When not at a computer, I get creatively rejuvenated by riding and racing bicycles on dirt.

What hardware do you use?

  • I do most of my computering on Apple products. Full size 15" MacBook Pro with both an SSD and a HDD (in place of the DVD drive). The high resolution matte screen option is a must for me. iPhone 5, Retina iPad.

  • I carry a Sony FS-100 video camera around the world for filming designers and developers in action. It has a great dynamic range and is great in low or unpredictable light. And there is a physical button or lever for almost everything you need to do, so it can be setup and fine-tuned quickly.

  • Nikon D7000 DSLR with prime lenses in 14mm, 35mm, 50mm, and 100mm. We have an adapter so they work with the Sony video camera. It's nice to need only one brand of lens for all our cameras.

  • Pelican cases of various sizes, including the 1510. It's the maximum carry-on size for most airlines. I use the divider pack instead of foam for maximum storage capacity.

  • Sennheiser mics, including an MKE600 boom mic and EW 100 G3 wireless mics.

  • Zoom H4n self-contained portable stereo mic. Most of our interviews are live, with only one take, so we try to shoot multiple camera angles and audio recordings to give us the greatest amount of flexibility when editing.

  • ioSafe portable hard drive for backup in the field. They can supposedly survive an encounter with a steam roller without losing data.

  • Powerex battery charger. Charges batteries quickly and independently so I can just cram a bunch of AAs in there and it will do the right thing for each one.

  • 8 TB G-drive Thunderbolt hard drive for backup. It's fast enough to edit from directly if I need to.

  • Humanscale chair, Anthro desks for standing or sitting. Ergotron monitor arms for working comfortably.

Away from work, my hardware looks like this:

  • Yeti ASR5 Carbon full suspension mountain bike. Fox suspension, Shimano gearing. This bike deserves to finish races many places higher than it does when I'm sitting on it.

  • 333fab titanium cyclocross bike. Welded from scratch for me with all my favorite components and a custom paint job.

And what software?

  • Adobe Software. I'm a huge fan of After Effects. My production workflow became much easier once I started using Premiere Pro and Adobe's video encoding tools.

  • PluralEyes for Premiere Pro. For most videos we end up with multiple camera angles, audio tracks, and screen capture. PluralEyes does a pretty good job of aligning it all so we can work like a broadcast studio and switch between each for the best final video.

  • Things for brainstorms, lists, and daily tasks. While I'm still hoping for a comprehensive multi-user task manager for business and personal, Things has the best combination of offline speed and multi-device sync.

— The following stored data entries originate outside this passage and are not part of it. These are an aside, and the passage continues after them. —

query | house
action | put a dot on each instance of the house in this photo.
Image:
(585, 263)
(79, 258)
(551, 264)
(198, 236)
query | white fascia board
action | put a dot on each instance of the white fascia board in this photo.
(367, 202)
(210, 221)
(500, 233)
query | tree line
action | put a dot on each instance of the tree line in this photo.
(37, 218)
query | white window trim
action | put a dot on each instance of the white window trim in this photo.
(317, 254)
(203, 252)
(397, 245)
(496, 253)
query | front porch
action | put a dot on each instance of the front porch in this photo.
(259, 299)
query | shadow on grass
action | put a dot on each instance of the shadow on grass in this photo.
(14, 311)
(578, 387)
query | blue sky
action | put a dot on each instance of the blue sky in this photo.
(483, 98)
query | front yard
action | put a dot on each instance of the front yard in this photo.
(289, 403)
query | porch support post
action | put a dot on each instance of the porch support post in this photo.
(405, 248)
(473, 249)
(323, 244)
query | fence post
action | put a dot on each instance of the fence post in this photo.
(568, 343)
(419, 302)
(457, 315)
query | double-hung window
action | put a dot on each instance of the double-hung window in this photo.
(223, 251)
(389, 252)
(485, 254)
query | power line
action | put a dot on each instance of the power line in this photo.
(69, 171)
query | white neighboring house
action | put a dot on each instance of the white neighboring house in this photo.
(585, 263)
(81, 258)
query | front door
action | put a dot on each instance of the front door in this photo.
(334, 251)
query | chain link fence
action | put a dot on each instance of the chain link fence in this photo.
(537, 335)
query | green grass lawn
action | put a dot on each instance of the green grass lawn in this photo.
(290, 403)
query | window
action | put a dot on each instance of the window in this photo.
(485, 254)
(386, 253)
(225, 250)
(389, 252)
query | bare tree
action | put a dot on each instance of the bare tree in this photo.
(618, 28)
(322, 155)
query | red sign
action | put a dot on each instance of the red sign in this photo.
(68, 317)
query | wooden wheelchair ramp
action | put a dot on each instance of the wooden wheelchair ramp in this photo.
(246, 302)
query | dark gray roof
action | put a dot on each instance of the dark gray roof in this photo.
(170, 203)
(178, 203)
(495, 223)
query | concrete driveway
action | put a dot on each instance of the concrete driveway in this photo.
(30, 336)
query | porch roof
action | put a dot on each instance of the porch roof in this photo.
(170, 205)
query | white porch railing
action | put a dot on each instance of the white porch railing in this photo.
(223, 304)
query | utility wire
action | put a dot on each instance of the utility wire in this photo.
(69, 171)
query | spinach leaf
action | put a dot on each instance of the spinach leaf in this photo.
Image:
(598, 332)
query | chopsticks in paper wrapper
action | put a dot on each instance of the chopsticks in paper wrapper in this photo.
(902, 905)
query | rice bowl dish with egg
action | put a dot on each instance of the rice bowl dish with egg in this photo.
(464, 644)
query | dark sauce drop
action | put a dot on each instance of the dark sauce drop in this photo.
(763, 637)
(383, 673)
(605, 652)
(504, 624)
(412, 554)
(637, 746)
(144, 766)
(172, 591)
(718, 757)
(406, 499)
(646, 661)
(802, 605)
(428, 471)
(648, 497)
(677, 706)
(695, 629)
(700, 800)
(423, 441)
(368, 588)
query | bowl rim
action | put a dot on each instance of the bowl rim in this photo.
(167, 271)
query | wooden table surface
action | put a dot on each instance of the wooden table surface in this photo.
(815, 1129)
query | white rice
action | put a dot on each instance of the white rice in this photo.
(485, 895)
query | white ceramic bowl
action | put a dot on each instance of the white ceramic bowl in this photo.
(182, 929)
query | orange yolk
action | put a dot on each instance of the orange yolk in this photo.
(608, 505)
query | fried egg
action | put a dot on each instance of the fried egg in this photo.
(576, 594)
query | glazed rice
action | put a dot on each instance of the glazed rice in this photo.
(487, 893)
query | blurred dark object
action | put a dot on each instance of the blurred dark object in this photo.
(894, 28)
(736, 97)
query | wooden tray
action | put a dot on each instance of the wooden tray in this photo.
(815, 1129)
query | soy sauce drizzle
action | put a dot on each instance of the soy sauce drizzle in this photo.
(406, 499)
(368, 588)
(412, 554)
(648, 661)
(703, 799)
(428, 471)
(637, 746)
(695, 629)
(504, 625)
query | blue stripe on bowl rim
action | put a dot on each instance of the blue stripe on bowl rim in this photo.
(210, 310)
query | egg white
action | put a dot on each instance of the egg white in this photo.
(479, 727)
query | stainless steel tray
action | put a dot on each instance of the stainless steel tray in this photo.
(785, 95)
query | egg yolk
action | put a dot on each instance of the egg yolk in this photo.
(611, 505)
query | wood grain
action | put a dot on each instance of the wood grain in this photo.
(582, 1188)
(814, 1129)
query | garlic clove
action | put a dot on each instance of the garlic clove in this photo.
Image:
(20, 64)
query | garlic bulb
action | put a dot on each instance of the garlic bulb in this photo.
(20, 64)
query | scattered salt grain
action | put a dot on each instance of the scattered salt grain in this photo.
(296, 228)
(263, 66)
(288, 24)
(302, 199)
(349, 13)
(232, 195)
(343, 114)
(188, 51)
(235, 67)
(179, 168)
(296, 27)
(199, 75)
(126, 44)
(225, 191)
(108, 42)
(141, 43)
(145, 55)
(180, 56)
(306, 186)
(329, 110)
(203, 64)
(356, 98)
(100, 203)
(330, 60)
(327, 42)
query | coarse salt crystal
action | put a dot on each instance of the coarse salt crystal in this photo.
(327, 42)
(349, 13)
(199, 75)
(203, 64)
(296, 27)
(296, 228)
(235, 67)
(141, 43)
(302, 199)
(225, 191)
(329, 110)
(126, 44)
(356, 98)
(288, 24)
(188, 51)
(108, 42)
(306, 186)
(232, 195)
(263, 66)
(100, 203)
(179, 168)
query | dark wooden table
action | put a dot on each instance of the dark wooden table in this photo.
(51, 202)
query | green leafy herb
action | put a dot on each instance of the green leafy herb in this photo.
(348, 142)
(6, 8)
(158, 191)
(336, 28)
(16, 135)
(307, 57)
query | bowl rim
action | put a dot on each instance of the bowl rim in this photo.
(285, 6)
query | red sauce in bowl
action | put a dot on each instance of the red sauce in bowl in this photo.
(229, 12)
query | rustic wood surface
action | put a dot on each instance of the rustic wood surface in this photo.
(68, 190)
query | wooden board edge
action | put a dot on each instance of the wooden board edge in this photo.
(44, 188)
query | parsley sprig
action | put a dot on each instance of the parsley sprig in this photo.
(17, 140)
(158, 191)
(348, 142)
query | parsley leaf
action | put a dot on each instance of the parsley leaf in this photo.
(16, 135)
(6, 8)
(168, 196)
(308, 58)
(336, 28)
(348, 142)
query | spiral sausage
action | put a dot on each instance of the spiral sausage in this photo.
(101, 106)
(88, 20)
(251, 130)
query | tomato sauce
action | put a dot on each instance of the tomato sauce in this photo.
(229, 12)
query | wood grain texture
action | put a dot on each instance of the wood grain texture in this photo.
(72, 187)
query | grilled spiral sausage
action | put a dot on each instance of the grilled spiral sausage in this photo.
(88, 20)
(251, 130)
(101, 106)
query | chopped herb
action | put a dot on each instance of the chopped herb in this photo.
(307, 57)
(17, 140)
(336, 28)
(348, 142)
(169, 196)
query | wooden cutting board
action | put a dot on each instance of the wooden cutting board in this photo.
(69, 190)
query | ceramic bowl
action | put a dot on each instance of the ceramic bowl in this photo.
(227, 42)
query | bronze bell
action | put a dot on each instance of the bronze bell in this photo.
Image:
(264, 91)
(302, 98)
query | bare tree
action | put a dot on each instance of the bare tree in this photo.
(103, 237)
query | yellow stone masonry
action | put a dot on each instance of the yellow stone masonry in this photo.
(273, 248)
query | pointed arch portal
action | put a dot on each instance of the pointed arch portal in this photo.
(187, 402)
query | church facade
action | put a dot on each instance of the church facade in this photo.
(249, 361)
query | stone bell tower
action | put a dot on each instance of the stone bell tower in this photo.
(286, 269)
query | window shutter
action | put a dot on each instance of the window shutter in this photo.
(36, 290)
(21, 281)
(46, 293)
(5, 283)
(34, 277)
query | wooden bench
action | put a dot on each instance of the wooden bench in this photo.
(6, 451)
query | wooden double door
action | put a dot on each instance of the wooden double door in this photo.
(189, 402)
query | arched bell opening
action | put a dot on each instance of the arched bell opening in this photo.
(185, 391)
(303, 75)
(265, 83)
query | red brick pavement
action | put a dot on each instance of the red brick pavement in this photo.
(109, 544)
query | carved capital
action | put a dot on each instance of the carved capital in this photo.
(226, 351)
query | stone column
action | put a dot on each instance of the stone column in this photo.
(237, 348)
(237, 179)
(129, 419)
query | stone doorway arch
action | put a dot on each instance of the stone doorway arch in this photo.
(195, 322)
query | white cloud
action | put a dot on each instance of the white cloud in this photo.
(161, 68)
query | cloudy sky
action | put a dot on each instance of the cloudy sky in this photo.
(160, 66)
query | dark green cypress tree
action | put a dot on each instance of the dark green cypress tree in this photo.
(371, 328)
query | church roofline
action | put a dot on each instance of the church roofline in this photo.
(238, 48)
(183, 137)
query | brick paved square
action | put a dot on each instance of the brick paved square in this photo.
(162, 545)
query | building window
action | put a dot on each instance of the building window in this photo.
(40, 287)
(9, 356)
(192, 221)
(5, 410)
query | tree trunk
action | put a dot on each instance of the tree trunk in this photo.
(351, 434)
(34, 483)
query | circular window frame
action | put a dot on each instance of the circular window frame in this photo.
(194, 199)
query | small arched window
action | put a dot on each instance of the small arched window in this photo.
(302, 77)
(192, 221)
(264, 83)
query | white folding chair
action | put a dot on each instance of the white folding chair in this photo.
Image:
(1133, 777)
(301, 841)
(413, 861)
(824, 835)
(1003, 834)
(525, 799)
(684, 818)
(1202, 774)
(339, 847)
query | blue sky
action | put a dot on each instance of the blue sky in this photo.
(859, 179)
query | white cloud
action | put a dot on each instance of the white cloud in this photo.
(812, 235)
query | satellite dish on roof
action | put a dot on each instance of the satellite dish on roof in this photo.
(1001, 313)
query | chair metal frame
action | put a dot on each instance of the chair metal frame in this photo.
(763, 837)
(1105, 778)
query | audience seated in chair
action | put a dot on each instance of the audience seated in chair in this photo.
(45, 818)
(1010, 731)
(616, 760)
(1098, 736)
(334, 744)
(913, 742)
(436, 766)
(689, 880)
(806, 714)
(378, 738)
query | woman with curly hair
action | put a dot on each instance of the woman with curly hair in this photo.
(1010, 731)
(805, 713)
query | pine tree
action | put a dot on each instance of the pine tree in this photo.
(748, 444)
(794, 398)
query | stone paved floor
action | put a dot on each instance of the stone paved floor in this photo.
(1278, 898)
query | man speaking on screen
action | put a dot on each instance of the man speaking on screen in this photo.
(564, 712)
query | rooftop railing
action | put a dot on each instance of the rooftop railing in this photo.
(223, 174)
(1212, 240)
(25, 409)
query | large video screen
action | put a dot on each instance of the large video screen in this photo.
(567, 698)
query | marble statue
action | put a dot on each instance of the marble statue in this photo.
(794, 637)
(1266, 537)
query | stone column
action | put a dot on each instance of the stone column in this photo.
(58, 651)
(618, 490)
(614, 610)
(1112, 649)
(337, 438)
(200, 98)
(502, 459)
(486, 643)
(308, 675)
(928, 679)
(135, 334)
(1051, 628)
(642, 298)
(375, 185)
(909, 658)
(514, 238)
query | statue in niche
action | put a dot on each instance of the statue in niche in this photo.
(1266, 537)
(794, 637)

  • Emacs for text editing. Most of the time I don't know what my fingers are typing. They just do what I'm thinking. To me, that's the definition of a great text editor.

What would be your dream setup?

Until 2009, I did 90% of my work on a beefy desktop tower and wouldn't consider any other machine for serious work. Multi-core, multi-drive, full power. I slowly transitioned to being able to do all my work on a 15" MacBook Pro, which is faster than the 8-core Mac Pro tower I have at home.

But I still wish Apple would make a laptop for video professionals. 2TB storage. 16 CPU cores. Huge battery to fuel it for 8 or 10 hours at full steam. High resolution matte screen. I don't care how big it is or if it weighs 10 or 15 pounds.